We are well through the season and the final results are pretty tight to call. My standing questions still remain that the model tries to address and they are:
- will the team final standings settle on the mid-season predictions?
- how early in the season does the model give signals to the overall competitiveness of a team?
Before I give some thought to the two bullets, let’s just remind ourselves of the conceptual approach to the model that has been used this season to calculate the ‘Value‘ Coefficient. At the beginning of the season we nominally placed the teams in a predicted end of season order and then calculated the race on race Value target that each race Value Coefficient could be measured against. We could have wasted much time trying to work this out but I simplified the matter by just placing them in the order they finished the last season knowing that mid-season we could reflect on matters, re-order if necessary and then recalculate the respective targets and let it run to the season end.
Fairly early on in the season some very obvious signals were emerging which suggested the following:
- Red Bull and Force India were the only teams meeting or exceeding their Value Targets. They were originally predicted to be placed 3rd and 5th respectively come season end.
- Ferrari and Williams were consistently well under performing their Value Targets. They were originally predicted to be placed 2nd and 3rd respectively.
I was sufficiently emboldened by the time Verstappen moved to Red Bull for me to place a £50 wager on Red Bull coming 2nd in the Championship, which now seems to make more sense now than it may have back in the season!

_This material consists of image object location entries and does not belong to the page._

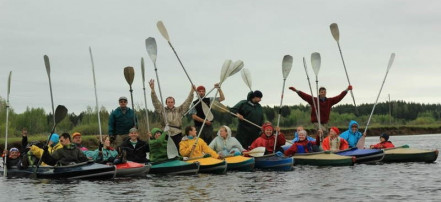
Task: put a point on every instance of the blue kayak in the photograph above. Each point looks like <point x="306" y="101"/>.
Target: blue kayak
<point x="363" y="155"/>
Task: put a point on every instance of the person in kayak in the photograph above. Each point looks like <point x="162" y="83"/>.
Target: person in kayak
<point x="268" y="138"/>
<point x="198" y="115"/>
<point x="121" y="120"/>
<point x="251" y="110"/>
<point x="174" y="114"/>
<point x="200" y="149"/>
<point x="76" y="139"/>
<point x="334" y="142"/>
<point x="384" y="142"/>
<point x="225" y="145"/>
<point x="303" y="145"/>
<point x="325" y="104"/>
<point x="352" y="135"/>
<point x="69" y="154"/>
<point x="133" y="149"/>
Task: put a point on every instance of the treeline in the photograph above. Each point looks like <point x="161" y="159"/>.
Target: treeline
<point x="395" y="113"/>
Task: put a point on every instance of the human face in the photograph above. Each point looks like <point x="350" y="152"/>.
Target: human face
<point x="170" y="102"/>
<point x="223" y="132"/>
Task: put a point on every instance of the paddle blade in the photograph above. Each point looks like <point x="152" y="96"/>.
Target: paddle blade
<point x="286" y="65"/>
<point x="152" y="50"/>
<point x="316" y="62"/>
<point x="246" y="78"/>
<point x="225" y="70"/>
<point x="163" y="30"/>
<point x="129" y="74"/>
<point x="47" y="64"/>
<point x="60" y="113"/>
<point x="142" y="69"/>
<point x="237" y="66"/>
<point x="334" y="31"/>
<point x="391" y="60"/>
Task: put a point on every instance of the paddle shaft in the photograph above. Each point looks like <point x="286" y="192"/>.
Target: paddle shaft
<point x="96" y="95"/>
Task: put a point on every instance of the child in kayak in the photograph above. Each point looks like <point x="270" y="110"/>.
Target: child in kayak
<point x="384" y="142"/>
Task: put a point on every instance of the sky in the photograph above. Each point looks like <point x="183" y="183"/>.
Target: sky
<point x="205" y="34"/>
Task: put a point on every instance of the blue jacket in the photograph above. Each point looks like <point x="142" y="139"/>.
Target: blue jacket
<point x="351" y="137"/>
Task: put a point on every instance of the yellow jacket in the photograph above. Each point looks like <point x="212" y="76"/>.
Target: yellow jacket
<point x="201" y="148"/>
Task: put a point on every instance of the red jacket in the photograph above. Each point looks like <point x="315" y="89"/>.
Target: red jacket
<point x="304" y="146"/>
<point x="383" y="145"/>
<point x="325" y="105"/>
<point x="268" y="142"/>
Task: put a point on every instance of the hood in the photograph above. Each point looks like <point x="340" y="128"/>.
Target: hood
<point x="352" y="122"/>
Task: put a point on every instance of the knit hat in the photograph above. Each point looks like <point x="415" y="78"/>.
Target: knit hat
<point x="200" y="88"/>
<point x="385" y="136"/>
<point x="336" y="130"/>
<point x="76" y="134"/>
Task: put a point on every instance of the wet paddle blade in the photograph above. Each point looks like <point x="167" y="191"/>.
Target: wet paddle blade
<point x="163" y="30"/>
<point x="316" y="62"/>
<point x="246" y="78"/>
<point x="334" y="31"/>
<point x="286" y="65"/>
<point x="152" y="50"/>
<point x="129" y="74"/>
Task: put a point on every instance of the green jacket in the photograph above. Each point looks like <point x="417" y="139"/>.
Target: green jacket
<point x="158" y="147"/>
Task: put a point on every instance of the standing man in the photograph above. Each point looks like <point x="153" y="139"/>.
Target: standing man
<point x="251" y="110"/>
<point x="325" y="104"/>
<point x="172" y="113"/>
<point x="121" y="120"/>
<point x="198" y="114"/>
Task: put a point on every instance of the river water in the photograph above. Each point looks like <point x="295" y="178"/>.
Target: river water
<point x="385" y="182"/>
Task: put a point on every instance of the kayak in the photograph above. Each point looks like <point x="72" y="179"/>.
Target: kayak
<point x="406" y="154"/>
<point x="273" y="162"/>
<point x="240" y="163"/>
<point x="363" y="155"/>
<point x="86" y="170"/>
<point x="211" y="165"/>
<point x="323" y="159"/>
<point x="174" y="167"/>
<point x="132" y="169"/>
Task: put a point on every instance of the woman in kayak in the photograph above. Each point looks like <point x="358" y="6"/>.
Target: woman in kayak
<point x="225" y="145"/>
<point x="384" y="142"/>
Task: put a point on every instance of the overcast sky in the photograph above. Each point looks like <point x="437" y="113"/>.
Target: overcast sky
<point x="205" y="34"/>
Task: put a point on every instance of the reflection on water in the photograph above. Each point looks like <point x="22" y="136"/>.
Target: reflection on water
<point x="391" y="182"/>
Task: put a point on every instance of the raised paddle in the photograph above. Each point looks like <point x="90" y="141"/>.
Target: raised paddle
<point x="60" y="114"/>
<point x="286" y="68"/>
<point x="360" y="143"/>
<point x="150" y="44"/>
<point x="145" y="98"/>
<point x="96" y="95"/>
<point x="5" y="171"/>
<point x="315" y="63"/>
<point x="48" y="71"/>
<point x="256" y="152"/>
<point x="336" y="34"/>
<point x="129" y="74"/>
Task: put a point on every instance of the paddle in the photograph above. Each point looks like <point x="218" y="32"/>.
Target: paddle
<point x="256" y="152"/>
<point x="286" y="68"/>
<point x="246" y="78"/>
<point x="336" y="34"/>
<point x="145" y="98"/>
<point x="129" y="74"/>
<point x="315" y="63"/>
<point x="220" y="107"/>
<point x="5" y="171"/>
<point x="60" y="113"/>
<point x="360" y="143"/>
<point x="48" y="71"/>
<point x="96" y="95"/>
<point x="150" y="44"/>
<point x="310" y="88"/>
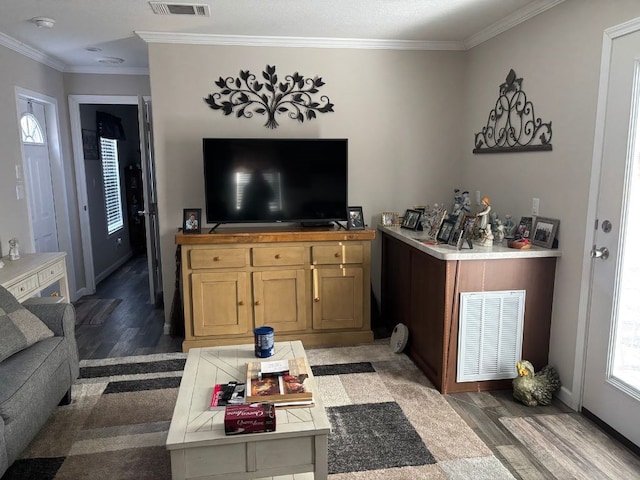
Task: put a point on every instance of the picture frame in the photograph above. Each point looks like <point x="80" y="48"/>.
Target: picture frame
<point x="90" y="144"/>
<point x="465" y="232"/>
<point x="545" y="231"/>
<point x="355" y="218"/>
<point x="432" y="221"/>
<point x="447" y="229"/>
<point x="524" y="228"/>
<point x="389" y="219"/>
<point x="191" y="220"/>
<point x="411" y="219"/>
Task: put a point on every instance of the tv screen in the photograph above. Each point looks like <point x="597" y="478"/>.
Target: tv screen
<point x="275" y="180"/>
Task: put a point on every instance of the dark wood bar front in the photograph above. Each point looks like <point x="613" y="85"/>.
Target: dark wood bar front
<point x="421" y="287"/>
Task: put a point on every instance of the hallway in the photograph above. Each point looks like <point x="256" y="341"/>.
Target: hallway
<point x="118" y="319"/>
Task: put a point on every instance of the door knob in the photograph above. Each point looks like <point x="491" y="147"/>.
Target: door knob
<point x="602" y="252"/>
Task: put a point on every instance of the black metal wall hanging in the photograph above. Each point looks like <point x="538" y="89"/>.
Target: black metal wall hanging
<point x="512" y="125"/>
<point x="294" y="96"/>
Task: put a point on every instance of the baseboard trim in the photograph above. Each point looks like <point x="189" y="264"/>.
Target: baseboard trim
<point x="567" y="397"/>
<point x="635" y="449"/>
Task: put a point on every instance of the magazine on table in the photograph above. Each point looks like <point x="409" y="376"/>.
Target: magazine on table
<point x="282" y="382"/>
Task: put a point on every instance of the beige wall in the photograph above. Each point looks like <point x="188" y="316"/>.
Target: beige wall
<point x="25" y="73"/>
<point x="20" y="71"/>
<point x="399" y="110"/>
<point x="558" y="55"/>
<point x="90" y="84"/>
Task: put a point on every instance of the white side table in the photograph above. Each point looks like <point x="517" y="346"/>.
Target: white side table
<point x="33" y="272"/>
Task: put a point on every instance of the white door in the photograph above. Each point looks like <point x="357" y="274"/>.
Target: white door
<point x="612" y="368"/>
<point x="37" y="175"/>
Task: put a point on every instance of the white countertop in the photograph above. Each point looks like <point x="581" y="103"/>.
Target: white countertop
<point x="448" y="252"/>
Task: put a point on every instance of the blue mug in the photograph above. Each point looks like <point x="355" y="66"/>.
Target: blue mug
<point x="264" y="341"/>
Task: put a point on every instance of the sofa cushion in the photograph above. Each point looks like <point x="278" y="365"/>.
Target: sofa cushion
<point x="19" y="328"/>
<point x="25" y="376"/>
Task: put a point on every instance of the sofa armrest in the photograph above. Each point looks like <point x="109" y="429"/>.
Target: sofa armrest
<point x="59" y="317"/>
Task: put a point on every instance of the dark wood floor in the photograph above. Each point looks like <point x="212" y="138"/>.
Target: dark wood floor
<point x="119" y="320"/>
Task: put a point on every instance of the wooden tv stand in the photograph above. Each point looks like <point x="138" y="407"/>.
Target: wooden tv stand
<point x="309" y="284"/>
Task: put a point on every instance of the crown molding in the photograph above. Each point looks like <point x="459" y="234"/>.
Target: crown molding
<point x="30" y="52"/>
<point x="105" y="70"/>
<point x="301" y="42"/>
<point x="520" y="16"/>
<point x="510" y="21"/>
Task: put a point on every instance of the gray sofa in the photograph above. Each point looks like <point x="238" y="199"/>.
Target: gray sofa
<point x="34" y="380"/>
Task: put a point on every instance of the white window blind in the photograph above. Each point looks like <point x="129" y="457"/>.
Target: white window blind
<point x="111" y="182"/>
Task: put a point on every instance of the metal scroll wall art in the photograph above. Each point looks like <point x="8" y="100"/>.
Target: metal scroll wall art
<point x="293" y="96"/>
<point x="512" y="125"/>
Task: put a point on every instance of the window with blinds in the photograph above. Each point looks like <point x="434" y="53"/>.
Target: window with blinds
<point x="111" y="182"/>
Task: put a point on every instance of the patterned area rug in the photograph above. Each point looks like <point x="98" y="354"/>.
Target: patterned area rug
<point x="570" y="446"/>
<point x="388" y="422"/>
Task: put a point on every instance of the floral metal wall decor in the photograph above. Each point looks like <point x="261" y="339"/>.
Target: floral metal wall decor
<point x="293" y="96"/>
<point x="512" y="126"/>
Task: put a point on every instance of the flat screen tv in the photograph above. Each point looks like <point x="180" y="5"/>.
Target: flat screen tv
<point x="252" y="180"/>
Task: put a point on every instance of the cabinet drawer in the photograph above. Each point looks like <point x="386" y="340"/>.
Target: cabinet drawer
<point x="25" y="287"/>
<point x="274" y="256"/>
<point x="218" y="258"/>
<point x="50" y="272"/>
<point x="335" y="254"/>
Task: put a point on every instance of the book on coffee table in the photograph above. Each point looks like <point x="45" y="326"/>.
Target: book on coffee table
<point x="232" y="393"/>
<point x="282" y="383"/>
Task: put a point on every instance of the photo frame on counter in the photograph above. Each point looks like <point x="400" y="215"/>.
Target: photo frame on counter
<point x="465" y="232"/>
<point x="524" y="228"/>
<point x="447" y="229"/>
<point x="191" y="220"/>
<point x="389" y="219"/>
<point x="545" y="231"/>
<point x="355" y="218"/>
<point x="411" y="219"/>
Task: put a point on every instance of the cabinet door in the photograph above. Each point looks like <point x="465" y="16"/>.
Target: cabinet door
<point x="280" y="299"/>
<point x="221" y="303"/>
<point x="396" y="282"/>
<point x="338" y="298"/>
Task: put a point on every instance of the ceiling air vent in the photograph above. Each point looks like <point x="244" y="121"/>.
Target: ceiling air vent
<point x="164" y="8"/>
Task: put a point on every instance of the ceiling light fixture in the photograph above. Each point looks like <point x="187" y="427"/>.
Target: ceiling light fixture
<point x="44" y="22"/>
<point x="111" y="60"/>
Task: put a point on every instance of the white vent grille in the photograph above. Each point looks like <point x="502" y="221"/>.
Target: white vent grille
<point x="490" y="335"/>
<point x="163" y="8"/>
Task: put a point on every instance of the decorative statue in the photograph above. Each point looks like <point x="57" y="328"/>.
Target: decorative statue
<point x="483" y="216"/>
<point x="14" y="249"/>
<point x="466" y="202"/>
<point x="484" y="233"/>
<point x="498" y="230"/>
<point x="457" y="202"/>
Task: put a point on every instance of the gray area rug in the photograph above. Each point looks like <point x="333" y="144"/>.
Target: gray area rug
<point x="571" y="447"/>
<point x="388" y="422"/>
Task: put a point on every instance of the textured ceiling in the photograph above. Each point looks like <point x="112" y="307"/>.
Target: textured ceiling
<point x="111" y="26"/>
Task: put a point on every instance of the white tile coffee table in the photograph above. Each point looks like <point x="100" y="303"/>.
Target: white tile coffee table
<point x="199" y="447"/>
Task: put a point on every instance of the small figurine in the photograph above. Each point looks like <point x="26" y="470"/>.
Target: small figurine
<point x="498" y="230"/>
<point x="466" y="202"/>
<point x="509" y="227"/>
<point x="14" y="252"/>
<point x="457" y="202"/>
<point x="484" y="214"/>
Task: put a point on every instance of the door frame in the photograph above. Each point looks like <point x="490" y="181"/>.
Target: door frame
<point x="81" y="182"/>
<point x="609" y="35"/>
<point x="63" y="225"/>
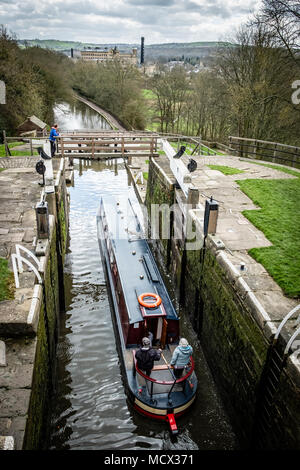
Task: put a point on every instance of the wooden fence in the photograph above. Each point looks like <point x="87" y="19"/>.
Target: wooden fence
<point x="265" y="150"/>
<point x="91" y="145"/>
<point x="96" y="145"/>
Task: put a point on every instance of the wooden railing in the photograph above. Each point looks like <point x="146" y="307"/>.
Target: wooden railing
<point x="265" y="150"/>
<point x="112" y="144"/>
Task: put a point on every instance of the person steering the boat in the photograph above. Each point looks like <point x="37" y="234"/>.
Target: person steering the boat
<point x="181" y="357"/>
<point x="146" y="356"/>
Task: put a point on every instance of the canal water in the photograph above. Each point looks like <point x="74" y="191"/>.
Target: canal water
<point x="89" y="407"/>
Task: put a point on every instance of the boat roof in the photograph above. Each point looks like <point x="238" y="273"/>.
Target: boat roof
<point x="136" y="266"/>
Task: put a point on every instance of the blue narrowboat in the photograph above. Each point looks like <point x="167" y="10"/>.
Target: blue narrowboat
<point x="141" y="304"/>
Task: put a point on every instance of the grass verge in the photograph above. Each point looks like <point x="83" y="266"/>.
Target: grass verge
<point x="279" y="220"/>
<point x="226" y="170"/>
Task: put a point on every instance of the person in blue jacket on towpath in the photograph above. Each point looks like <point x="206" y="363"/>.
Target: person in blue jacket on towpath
<point x="53" y="134"/>
<point x="181" y="357"/>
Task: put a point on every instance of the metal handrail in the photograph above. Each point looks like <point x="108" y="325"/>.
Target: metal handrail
<point x="286" y="318"/>
<point x="291" y="340"/>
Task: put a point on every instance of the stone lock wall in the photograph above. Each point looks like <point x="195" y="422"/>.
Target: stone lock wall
<point x="52" y="253"/>
<point x="235" y="332"/>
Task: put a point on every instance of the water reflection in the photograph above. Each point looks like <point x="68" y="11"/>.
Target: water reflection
<point x="78" y="116"/>
<point x="90" y="407"/>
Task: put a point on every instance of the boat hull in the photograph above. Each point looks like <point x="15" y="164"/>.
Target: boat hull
<point x="161" y="406"/>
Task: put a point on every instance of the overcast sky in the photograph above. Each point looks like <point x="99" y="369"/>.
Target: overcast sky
<point x="125" y="21"/>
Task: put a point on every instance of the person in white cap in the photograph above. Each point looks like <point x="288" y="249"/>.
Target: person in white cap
<point x="181" y="357"/>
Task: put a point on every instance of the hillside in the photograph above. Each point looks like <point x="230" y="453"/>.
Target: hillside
<point x="167" y="51"/>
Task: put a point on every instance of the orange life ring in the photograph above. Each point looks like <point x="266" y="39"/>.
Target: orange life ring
<point x="149" y="305"/>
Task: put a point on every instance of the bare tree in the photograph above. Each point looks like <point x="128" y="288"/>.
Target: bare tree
<point x="282" y="18"/>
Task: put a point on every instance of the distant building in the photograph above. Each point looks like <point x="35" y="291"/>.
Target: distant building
<point x="103" y="56"/>
<point x="33" y="126"/>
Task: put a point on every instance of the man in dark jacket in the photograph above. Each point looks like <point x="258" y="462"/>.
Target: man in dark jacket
<point x="146" y="356"/>
<point x="53" y="134"/>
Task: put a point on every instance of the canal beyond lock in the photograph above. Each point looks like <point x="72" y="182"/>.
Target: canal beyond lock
<point x="89" y="407"/>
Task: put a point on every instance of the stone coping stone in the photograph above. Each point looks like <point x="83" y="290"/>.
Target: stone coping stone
<point x="15" y="314"/>
<point x="14" y="403"/>
<point x="20" y="355"/>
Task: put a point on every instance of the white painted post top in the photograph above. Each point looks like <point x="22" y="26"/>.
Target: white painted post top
<point x="178" y="168"/>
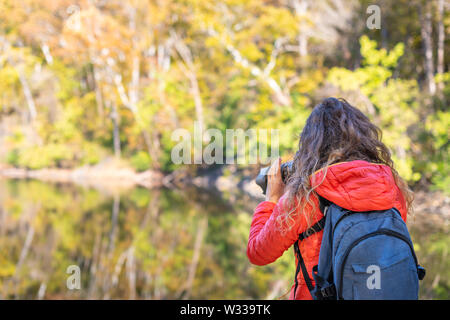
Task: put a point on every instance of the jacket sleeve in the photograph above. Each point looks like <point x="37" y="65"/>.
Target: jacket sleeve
<point x="266" y="241"/>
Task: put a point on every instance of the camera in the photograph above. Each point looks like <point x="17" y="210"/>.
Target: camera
<point x="261" y="179"/>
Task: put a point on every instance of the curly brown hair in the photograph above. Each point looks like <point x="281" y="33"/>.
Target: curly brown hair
<point x="335" y="132"/>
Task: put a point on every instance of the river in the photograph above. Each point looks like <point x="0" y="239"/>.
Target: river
<point x="61" y="241"/>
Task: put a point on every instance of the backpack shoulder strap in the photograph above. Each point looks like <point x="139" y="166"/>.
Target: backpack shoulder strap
<point x="318" y="226"/>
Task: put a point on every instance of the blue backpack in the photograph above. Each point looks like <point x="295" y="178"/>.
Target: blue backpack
<point x="363" y="256"/>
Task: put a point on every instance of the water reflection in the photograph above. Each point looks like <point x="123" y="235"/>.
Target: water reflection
<point x="140" y="244"/>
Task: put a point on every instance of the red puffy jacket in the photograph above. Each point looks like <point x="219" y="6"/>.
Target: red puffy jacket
<point x="356" y="185"/>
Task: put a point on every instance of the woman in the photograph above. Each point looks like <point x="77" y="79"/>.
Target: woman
<point x="341" y="158"/>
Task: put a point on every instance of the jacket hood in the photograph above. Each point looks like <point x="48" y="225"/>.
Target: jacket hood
<point x="359" y="186"/>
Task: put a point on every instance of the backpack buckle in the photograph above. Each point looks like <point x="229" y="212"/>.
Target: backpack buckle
<point x="421" y="272"/>
<point x="328" y="292"/>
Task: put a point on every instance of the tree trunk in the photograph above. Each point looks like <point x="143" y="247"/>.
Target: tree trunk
<point x="116" y="130"/>
<point x="441" y="42"/>
<point x="427" y="40"/>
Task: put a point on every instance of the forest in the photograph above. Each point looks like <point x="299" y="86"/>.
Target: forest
<point x="101" y="85"/>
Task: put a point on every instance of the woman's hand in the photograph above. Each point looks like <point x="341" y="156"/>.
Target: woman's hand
<point x="275" y="185"/>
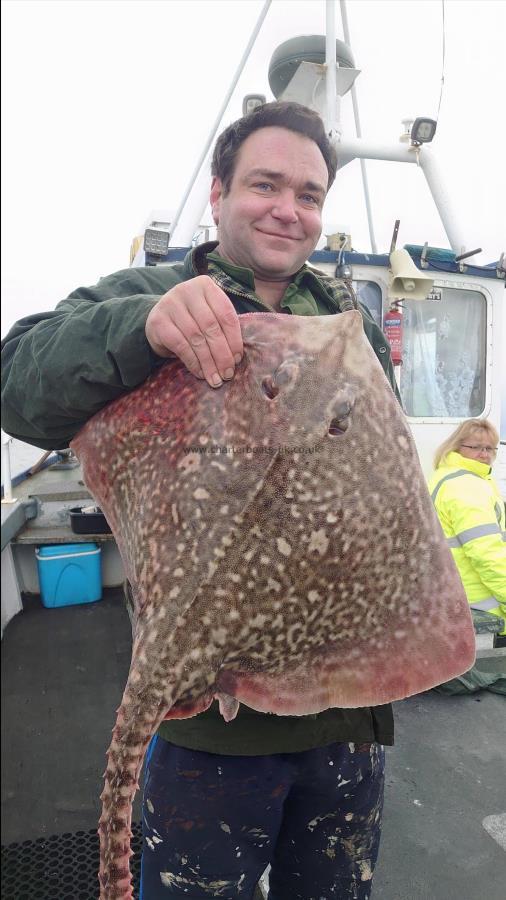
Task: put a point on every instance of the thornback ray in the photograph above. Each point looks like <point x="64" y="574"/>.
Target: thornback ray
<point x="280" y="541"/>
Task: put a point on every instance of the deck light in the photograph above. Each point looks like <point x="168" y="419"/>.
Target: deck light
<point x="422" y="131"/>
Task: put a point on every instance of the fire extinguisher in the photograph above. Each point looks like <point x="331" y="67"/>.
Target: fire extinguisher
<point x="392" y="326"/>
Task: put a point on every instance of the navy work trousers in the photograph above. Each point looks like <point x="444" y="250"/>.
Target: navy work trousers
<point x="212" y="824"/>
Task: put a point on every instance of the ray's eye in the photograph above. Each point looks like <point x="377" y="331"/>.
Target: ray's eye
<point x="339" y="426"/>
<point x="270" y="389"/>
<point x="341" y="421"/>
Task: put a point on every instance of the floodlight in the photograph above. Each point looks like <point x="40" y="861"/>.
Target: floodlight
<point x="422" y="131"/>
<point x="251" y="102"/>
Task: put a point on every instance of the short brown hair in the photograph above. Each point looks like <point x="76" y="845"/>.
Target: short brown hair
<point x="462" y="434"/>
<point x="281" y="114"/>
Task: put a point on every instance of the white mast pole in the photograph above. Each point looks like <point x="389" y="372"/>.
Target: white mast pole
<point x="346" y="34"/>
<point x="333" y="101"/>
<point x="181" y="232"/>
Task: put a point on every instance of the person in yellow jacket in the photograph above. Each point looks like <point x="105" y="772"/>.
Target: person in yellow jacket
<point x="472" y="514"/>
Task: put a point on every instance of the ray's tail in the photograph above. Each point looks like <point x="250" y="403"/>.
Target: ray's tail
<point x="137" y="720"/>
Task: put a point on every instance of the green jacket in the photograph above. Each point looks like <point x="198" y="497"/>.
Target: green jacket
<point x="59" y="368"/>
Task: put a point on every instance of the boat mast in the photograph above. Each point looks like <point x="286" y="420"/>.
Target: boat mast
<point x="354" y="100"/>
<point x="191" y="208"/>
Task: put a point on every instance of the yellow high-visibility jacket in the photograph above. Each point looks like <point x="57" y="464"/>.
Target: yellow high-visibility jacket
<point x="472" y="515"/>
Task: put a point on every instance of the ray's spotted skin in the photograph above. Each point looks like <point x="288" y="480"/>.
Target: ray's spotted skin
<point x="280" y="541"/>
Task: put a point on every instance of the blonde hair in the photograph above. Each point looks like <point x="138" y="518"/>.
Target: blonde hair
<point x="461" y="434"/>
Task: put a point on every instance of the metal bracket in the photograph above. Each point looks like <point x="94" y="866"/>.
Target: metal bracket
<point x="423" y="258"/>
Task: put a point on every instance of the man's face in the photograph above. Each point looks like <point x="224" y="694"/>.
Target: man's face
<point x="270" y="220"/>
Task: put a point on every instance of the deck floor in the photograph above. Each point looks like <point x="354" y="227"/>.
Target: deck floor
<point x="63" y="673"/>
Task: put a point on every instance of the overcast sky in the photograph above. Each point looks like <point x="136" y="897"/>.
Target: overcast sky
<point x="106" y="104"/>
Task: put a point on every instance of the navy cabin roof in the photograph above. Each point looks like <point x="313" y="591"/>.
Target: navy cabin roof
<point x="438" y="260"/>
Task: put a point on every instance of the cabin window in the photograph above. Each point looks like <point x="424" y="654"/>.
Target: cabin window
<point x="369" y="293"/>
<point x="444" y="354"/>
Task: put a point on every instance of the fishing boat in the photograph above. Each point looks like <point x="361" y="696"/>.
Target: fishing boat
<point x="64" y="668"/>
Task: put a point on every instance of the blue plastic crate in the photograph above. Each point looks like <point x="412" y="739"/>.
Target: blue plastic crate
<point x="69" y="574"/>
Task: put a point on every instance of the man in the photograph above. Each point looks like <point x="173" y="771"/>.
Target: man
<point x="222" y="801"/>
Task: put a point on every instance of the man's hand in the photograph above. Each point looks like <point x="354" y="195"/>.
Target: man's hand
<point x="196" y="322"/>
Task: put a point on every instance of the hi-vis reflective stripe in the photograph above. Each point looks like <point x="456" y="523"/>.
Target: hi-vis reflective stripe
<point x="448" y="478"/>
<point x="487" y="603"/>
<point x="470" y="534"/>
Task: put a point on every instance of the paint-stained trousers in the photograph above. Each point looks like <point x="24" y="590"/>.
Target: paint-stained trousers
<point x="212" y="824"/>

Then came the summer break and the review. I did the following:
- moved Red Bull to 2nd and Ferrari to 3rd
- moved Force India to 4th and Williams to 5th
- recalculated the Value Target Values
- monitor as the season progressed
If I had to call it now I would say the following with some confidence:
Mercedes, Red Bull, Ferrari, Force India, Williams, McLaren…….
Why?
Mercedes does not need further explanation the only question that remains is which driver will win and that is not really the main objective of this model.
Red Bull have not only had to be moved up in the model, but looking at the results on the revised targets indicates they are more than consistently achieving a 2nd place performance. I would go further, I do not think it will even be close to Ferrari!
Ferrari despite all the hype and heritage it is clear now (as is probably has been most of the season) that they are not best of the rest. I think the ‘Casting’ phenomena will be well explored in this team going into next season. I am convinced that the car is good but that it is the mix of key individuals that has explained the overall result for this team.
Force India are not quite on top of their well deserved current 4th place yet, but I would be very surprised if this was lost by season end. This team showed glimmers of this level of performance last year but didn’t quite beat Williams as a result, but this year has clearly been different. It is so good to see a team like Force India perform so well on the budget they have and their 2nd place in our Value Chart is no surprise.
Williams always promise so much of late and have just not delivered. Like Ferrari the ‘Casting’ factor will reveal much going into next year. It is hard to believe that this team was best of the rest only a few seasons ago. What has gone wrong? Is it the car, the drivers, the senior leadership or a combination of all these things. They must be asking the same questions. Should Force India finish ahead of them come season end then it will be interesting to compare ‘Casting’ analysis as it will not be money that delivered the difference.
Look Ahead to 2017
My next blog will look at what we are prototyping for next year to move the model onwards. I will introduce the ‘Casting’ factor to the Value Coefficient which I hope will be the final step towards really understanding how the teams performance is influenced by the mix of individuals in key team posts over time.